The IMDb Movie Reviews is a dataset containing about 50,000 reviews which are labeled as positive or negative (binary classification). The dataset is balanced (this means that the data contain even numbers of positive and negative reviews). We only consider polarized reviews (either very negative or very positive). 

- We want to make a model which is capbale of telling us if a review is positive or negative. The reviews are text messages, so that they need to become "vectors" as mentioned in deatils in lesson 3. 
- The length of each of these vectors should be the same (some review texts are shorter, some are longer. But, the input of the model should have the same size!) We can use Keras "pad_sequences" to ensure that all sequences in a list have the same length. Thus, we need to decide how many words from each movie review to pick (maxlen). 
- We are training a model in which the sequence of data matters. LSTM (long short term memory) algorithm is a neural network that takes care of the sequential data (text reviews). We are using Keras API to build our LSTM algorithm.

In [11]:
# Here we import all the libraries we need
import numpy as np
from tensorflow import keras
from tensorflow.keras import layers

max_features = 20000  # We only consider the top 20k words
maxlen = 200  # We only take the first 200 words of each movie review.

In [12]:
# Keras has its own built in datasets, one of them is the imdb data set which can be eaily loaded. 
# For convinece of the users, the imdb data is already being vecotrized and you can't see the review texts. 
(x_train, y_train), (x_val, y_val) = keras.datasets.imdb.load_data(
    num_words=max_features)
print(len(x_train), "Training sequences")
print(len(x_val), "Validation sequences")


25000 Training sequences
25000 Validation sequences


In [13]:
# Using keras.preprocessing.sequence.pad_sequences we make sure that all the vectors have the same size
x_train = keras.preprocessing.sequence.pad_sequences(x_train, maxlen=maxlen)
x_val = keras.preprocessing.sequence.pad_sequences(x_val, maxlen=maxlen)

In [14]:
# Now we build our model (using keras).
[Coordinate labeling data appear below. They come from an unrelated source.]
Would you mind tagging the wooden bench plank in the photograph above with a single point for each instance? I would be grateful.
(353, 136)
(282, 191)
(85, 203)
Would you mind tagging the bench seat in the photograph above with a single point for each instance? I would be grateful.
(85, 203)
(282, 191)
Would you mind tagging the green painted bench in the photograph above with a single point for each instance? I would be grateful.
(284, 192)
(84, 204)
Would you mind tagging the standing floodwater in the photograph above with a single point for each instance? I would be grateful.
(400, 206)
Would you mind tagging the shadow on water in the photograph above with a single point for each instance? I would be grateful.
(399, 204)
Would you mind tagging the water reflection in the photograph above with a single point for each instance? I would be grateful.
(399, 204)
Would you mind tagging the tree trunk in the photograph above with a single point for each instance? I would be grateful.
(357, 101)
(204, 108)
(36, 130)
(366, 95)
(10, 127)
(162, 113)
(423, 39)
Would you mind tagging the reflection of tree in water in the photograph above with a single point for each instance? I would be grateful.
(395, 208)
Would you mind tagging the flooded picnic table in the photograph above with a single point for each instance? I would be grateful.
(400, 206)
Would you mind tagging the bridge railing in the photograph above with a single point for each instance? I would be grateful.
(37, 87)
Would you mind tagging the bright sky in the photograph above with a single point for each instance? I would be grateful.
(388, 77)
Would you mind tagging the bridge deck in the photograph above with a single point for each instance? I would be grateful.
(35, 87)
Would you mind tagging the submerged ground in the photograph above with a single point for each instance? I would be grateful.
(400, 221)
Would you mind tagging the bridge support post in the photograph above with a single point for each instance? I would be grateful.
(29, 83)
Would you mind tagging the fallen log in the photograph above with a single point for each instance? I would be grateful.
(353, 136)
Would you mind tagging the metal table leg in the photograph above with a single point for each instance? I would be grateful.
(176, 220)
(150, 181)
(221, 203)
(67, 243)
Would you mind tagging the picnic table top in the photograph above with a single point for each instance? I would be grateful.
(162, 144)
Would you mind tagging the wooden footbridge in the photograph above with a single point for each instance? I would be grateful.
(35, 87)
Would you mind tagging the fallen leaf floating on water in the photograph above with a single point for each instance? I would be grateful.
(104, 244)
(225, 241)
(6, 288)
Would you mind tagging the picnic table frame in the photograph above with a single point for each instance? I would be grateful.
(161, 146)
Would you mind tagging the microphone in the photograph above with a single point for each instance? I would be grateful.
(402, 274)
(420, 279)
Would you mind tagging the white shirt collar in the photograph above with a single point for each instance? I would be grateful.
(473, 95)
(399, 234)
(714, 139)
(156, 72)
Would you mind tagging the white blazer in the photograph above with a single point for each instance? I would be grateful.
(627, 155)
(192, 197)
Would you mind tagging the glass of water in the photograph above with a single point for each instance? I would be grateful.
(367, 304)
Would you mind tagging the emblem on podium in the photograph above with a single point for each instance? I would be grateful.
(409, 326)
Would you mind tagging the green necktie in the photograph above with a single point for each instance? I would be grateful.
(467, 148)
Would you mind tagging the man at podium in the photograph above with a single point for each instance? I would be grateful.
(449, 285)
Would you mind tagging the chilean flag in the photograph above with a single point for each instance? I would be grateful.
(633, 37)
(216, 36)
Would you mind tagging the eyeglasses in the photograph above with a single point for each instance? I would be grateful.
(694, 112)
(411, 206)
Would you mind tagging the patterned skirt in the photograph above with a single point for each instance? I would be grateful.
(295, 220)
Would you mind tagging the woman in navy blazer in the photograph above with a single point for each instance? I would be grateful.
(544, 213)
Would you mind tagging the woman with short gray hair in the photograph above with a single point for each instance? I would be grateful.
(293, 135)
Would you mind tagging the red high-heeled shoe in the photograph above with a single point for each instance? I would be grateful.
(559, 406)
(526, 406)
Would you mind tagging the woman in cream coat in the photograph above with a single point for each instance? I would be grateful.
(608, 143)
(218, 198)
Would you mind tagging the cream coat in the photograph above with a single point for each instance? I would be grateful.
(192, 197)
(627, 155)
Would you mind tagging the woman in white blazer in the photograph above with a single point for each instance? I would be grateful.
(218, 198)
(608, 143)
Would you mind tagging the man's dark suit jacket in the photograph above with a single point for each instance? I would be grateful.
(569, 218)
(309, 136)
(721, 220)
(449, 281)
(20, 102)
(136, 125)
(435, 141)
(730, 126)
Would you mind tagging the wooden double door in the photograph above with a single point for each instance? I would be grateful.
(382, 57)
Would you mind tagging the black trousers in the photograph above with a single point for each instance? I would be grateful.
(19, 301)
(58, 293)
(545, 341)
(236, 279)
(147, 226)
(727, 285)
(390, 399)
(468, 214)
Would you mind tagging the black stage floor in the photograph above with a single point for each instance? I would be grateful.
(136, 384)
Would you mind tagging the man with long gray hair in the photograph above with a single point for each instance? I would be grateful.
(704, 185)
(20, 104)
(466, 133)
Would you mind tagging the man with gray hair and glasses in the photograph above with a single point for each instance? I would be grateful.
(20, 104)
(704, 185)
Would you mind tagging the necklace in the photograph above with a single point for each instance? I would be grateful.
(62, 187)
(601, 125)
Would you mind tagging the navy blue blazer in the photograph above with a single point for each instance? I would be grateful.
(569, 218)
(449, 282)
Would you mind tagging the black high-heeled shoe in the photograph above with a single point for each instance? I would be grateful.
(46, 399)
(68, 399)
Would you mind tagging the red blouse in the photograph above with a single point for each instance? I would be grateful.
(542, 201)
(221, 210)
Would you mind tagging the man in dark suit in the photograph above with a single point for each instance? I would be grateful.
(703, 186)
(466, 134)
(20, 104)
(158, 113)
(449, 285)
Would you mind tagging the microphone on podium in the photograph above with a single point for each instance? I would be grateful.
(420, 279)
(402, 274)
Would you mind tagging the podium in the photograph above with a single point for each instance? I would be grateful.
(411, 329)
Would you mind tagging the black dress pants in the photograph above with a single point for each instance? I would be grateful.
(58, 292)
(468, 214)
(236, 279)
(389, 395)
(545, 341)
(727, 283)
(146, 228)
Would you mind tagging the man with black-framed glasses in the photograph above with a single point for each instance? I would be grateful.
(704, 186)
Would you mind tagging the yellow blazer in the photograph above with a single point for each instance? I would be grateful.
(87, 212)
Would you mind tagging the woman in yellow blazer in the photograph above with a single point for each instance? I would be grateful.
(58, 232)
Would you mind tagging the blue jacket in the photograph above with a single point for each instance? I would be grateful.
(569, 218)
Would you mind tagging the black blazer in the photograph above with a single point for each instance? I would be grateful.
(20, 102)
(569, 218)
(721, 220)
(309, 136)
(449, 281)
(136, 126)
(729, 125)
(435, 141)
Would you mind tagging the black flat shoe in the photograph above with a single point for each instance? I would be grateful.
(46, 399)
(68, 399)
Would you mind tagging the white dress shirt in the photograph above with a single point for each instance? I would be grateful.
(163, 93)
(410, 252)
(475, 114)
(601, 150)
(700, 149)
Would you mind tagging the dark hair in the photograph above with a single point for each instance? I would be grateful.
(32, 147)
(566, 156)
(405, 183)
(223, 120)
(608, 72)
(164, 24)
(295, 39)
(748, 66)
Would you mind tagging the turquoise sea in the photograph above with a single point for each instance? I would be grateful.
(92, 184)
At first we define the input. 
inputs = keras.Input(shape=(None,), dtype="int32")
# Using word embeddings a dense representation of words and their relative meanings can be found. 
# Keras provides an embedding layer that works on integer inputs (our input is integer now).
# The Embedding layer is initialized with random weights.
# Embed each integer in a 128-dimensional vector.
# see this: https://keras.io/api/layers/core_layers/embedding/#embedding
x = layers.Embedding(max_features, 128)(inputs)
# Add LSTM layers, we use a type of LSTM which is called Bidirectional 
x = layers.Bidirectional(layers.LSTM(64, return_sequences=True))(x)
x = layers.Bidirectional(layers.LSTM(64))(x)
# This is the output layer
outputs = layers.Dense(1, activation="sigmoid")(x)
# We build the model
model = keras.Model(inputs, outputs)
# summary of the model
model.summary()

Model: "model_1"
_________________________________________________________________
 Layer (type)                Output Shape              Param #   
 input_2 (InputLayer)        [(None, None)]            0         
                                                                 
 embedding_1 (Embedding)     (None, None, 128)         2560000   
                                                                 
 bidirectional_2 (Bidirectio  (None, None, 128)        98816     
 nal)                                                            
                                                                 
 bidirectional_3 (Bidirectio  (None, 128)              98816     
 nal)                                                            
                                                                 
 dense_1 (Dense)             (None, 1)                 129       
                                                                 
Total params: 2,757,761
Trainable params: 2,757,761
Non-tra

In [None]:
# compile the model using Adam optimizaer, and the loss fucnstion is chosen to be "binary_crossentropy"
model.compile("adam", "binary_crossentropy", metrics=["accuracy"])
# fir the model
model.fit(x_train, y_train, batch_size=32, epochs=2, validation_data=(x_val, y_val))

Epoch 1/2